First, the good news.  Safari is fast. It and the new Internet Explorer 8 are by far the fastest of the browsers. Some tests say that Safari is the fastest, but I doubt any human being could see any difference between it and MSIE8. But, still, fast is good and the improvement over older browsers is considerable.

They've also set things so it uses standard rendering of text, so web pages look right.  You can use Apple's scheme if you want, but it's nice that Apple gives you the option to do things the way you want for a change.

In addition, Safari has the same private browsing feature that Google Chrome and MSIE8 have.

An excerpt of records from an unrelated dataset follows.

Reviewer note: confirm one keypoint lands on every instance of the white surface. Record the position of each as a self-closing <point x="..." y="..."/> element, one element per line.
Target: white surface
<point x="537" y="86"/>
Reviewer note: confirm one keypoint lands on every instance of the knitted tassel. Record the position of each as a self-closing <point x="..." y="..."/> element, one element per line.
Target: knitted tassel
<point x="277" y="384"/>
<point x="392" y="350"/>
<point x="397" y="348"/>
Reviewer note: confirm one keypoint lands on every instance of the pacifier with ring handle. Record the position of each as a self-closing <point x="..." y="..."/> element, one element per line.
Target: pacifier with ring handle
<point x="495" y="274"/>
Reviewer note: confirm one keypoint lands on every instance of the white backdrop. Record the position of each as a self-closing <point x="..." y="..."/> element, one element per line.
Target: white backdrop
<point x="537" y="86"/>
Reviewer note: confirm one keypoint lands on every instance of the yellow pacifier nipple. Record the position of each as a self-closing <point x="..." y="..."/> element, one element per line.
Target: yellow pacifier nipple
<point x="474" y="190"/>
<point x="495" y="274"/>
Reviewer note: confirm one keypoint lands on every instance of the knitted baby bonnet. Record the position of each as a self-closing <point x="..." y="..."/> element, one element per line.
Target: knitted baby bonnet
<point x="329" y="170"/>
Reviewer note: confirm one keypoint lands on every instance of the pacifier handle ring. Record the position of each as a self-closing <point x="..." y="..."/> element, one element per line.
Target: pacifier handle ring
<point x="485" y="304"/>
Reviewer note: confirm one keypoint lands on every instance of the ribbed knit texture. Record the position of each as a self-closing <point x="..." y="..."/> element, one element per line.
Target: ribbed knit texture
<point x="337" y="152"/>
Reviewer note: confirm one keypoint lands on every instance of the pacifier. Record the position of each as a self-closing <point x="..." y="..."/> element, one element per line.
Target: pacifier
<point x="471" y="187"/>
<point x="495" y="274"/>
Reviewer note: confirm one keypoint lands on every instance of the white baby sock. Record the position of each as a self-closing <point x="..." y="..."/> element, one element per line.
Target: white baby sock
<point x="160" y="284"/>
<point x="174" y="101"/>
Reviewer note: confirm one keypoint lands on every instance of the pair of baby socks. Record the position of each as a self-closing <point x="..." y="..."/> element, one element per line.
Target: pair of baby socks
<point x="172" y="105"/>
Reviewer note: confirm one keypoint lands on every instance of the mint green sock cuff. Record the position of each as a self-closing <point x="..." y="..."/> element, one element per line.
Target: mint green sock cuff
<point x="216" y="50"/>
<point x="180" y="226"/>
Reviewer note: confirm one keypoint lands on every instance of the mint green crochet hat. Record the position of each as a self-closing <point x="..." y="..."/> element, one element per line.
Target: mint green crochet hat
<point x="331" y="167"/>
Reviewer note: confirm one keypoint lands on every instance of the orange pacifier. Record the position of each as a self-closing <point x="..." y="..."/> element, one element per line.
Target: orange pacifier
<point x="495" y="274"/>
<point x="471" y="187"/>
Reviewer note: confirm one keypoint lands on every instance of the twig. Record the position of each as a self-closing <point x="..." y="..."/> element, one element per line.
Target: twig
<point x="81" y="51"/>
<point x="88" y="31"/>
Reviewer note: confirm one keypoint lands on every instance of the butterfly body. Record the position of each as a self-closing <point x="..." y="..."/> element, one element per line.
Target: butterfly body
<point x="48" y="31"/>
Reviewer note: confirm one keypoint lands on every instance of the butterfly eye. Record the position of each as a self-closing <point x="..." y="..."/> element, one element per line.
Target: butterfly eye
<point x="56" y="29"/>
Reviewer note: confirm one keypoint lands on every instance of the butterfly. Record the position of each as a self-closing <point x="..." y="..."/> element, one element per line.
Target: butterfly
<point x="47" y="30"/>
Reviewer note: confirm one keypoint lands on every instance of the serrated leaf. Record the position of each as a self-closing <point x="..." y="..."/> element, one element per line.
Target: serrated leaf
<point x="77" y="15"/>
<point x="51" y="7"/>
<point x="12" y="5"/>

That's about it. Safari still doesn't understand tabbed browsing. They've improved things somewhat by adding a button to add a tab -- something that's essential since browsers don't create new tabs for inline searches.*  But it's much harder to move tabs around once they're created.  In all other browsers, you click anywhere on the tab and can move it.  In Safari, you have to click on a tiny corner with a symbol whose meaning is completely opaque to the user.  Why make it difficult?

Safari still has the same horizontal design for bookmarks that I just don't care for.  It's better than in previous versions and I suppose the design allows for a cleaner look (Apple always chooses looks over functionality). But the lack of space means that you need to put your bookmarks into folders instead of just having them available.

I get the distinct impression that Safari's developers never bother with bookmarks and merely type in all the web pages they go to (It's quite clear they never use tabs).

As for customizations -- forget it. You can't even add additional search engines to the inline search.  I search Wikipedia a lot, but Safari doesn't offer even that obvious option.  The best browsers will let you search any site through inline search; Safari gives you two.

There are no add-ins. If you want a feature that's not in Safari, you're out of luck; there's no way to add it.  No skins, either (though that's not really a flaw -- it's rare to find a skin that's worth using).

And there's no sign of innovation. MSIE now has the web slices feature.  Google Chrome invented private browsing and uses the history to create favorites. Opera invented tabbed browsing, the speed dial, and Paste and Go. Firefox developed plug-ins.  All come up with new and interesting ways to make browsing better.

Safari does nothing new.  It doesn't even do many old things (like automatically creating a tab instead of opening a new browser).

But it's fast.  If that's all that's important to you, use it (but check out MSIE8).  But if you want a flexible web browser that does what you want it to do, use something else.

___________________________________________________

*Something I can't understand.  Google Toolbar has done this for ages, yet if you type in anything in the search field in all browsers, your current page changes to the search engine.  Not very useful if you're trying to look things up on the fly.